Is adland a richer place for private equity funding?

Karmarama will hope to avoid the same fate as i-level after its deal with Phoenix.

Is adland a richer place for private equity funding?

One swallow doesn't make a summer but Karmarama's announcement that it has secured substantial private equity funding to fuel its growth suggests sunnier days ahead for adland.

Private equity companies haven't traditionally been fond of "people businesses" such as the ad industry, preferring to invest in sectors such as technology because, as one corporate financial advisor explains: "They can touch and feel it."

However, some onlookers detect an increase in the number of private equity companies that see good money to be made from the marketing services sector, where business is picking up thanks to some big-name clients primed for growth.

The point isn't lost on Phoenix Equity Partners, which is taking a substantial minority stake in Karmarama as the probable precursor to an acquisition and hiring spree by the UK's 28th-ranked agency.

"This is an immensely significant moment for us," Nicola Mendelsohn, Karmarama's executive chairman, says. "We now have the ability to grow at a much bigger pace and to seize the opportunities presented by what's going on in the marketplace."

Ben Bilboul, the agency's chief executive, adds: "We never wanted to be just a boutique creative agency, and it was becoming increasingly clear to us that we'd have to answer questions on what we were doing about things such as data, digital and integration, and how we were going to fund it."

Previously, some within the ad industry have regarded doing such deals as entering some kind of Faustian pact in which the myth of continued independence is maintained. "The reality is that private equity companies will always have enough control to ensure they can do what they want if necessary," an industry finance expert points out.

At the same time, there's a danger short-term growth is pursued at the expense of long-term strategic objectives before the private equity company presses the eject button - usually within three to five years.

Also, as Bob Willott, the editor of Marketing Services Financial Intelligence, explains, an agency's decision to take private equity cash may have less to do with growing the business and more with one or more partners wanting to take some money out without the agency having to be sold.

It's certainly true that the industry's involvement with private equity has produced mixed fortunes. At the end of last year, Engine postponed a planned IPO having secured a £62.5 million investment from HIG Capital to fund expansion into the US, Brazil and China.

However, i-level, the digital media agency, was put into liquidation 13 months ago, just two years after the private equity company ECI paid £45.5 million for a 60 per cent stake in it.

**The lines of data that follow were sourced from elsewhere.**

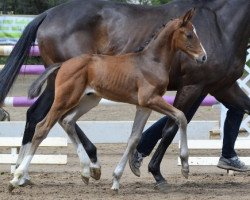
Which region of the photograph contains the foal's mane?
[134,19,174,53]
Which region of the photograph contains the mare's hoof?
[129,160,141,177]
[181,169,189,179]
[19,179,35,187]
[90,168,102,180]
[154,181,168,192]
[81,175,89,185]
[111,188,119,195]
[8,183,15,193]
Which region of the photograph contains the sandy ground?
[0,76,250,200]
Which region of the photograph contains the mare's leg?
[148,86,205,189]
[111,106,151,191]
[213,83,250,171]
[60,94,101,184]
[9,106,63,191]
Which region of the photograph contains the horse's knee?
[175,110,187,129]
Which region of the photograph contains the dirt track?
[0,77,250,200]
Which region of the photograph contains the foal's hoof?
[129,160,141,177]
[8,183,16,193]
[154,181,168,192]
[81,175,89,185]
[181,169,189,179]
[8,179,35,192]
[90,167,102,180]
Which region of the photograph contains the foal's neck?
[144,24,176,69]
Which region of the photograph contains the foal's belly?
[87,58,138,103]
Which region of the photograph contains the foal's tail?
[28,63,62,99]
[0,12,47,105]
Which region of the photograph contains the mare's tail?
[28,63,62,98]
[0,12,47,105]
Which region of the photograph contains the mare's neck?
[144,25,176,67]
[215,0,250,47]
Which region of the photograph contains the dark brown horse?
[0,0,250,189]
[11,9,206,191]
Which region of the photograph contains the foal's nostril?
[202,55,207,62]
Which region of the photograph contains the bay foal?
[10,9,206,190]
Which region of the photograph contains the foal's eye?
[187,33,193,39]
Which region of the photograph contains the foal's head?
[172,9,207,63]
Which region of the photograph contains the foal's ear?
[180,8,195,26]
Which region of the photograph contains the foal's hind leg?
[16,86,54,186]
[60,94,101,184]
[111,106,151,191]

"The usual rationale for such deals is that they provide a platform for acquisitions," a financial analyst says. "But what looks like a good acquisition for an agency may not look so good to its private equity partner, which is very returns-driven. What's more, those partners don't like the thought of being held to ransom by agency principals who have close relationships with key clients."

Can the marriage between Karmarama and Phoenix stay the course? There are some encouraging signs. Phoenix has held stakes in some companies for the best part of a decade.

Also, as Marcus Anselm, a director of Clarity, points out, the investment in the agency by Phoenix is just the third from a £450 million fund raised only in May last year, suggesting that it is likely to be some time before there is pressure for an exit.

The agency promises to use the time and money pulling in the talent that will bolster its digital offering and to lay the foundations of an integrated micro-network covering Europe and the US, as well as the burgeoning markets of Brazil, Russia, India and China.

The potential to take some of its domestic business beyond the UK already exists. The agency works with in Europe and it has a relationship with Unilever, the world's second-largest advertiser, via its Colman's mustard account.

Industry sources suggest Phoenix will make the agency work hard to deliver growth, but not sweat it. "A business plan will have been agreed but the agency won't be expected to make it happen by tomorrow morning," one says. "But if nothing much is happening within 18 months, you can expect Phoenix to be tapping its pen on the table."

What Karmarama will do when Phoenix withdraws is an open question. One option is an IPO, although this has never been popular with small entrepreneurial shops that don't want to be burdened with the investment community's short-term demands. And Mendelsohn is adamant that selling to a network isn't on the cards.

The best hope is that either Phoenix is in for the long haul - or that a similar company will conclude Karmarama has been successful enough to make it worth a punt.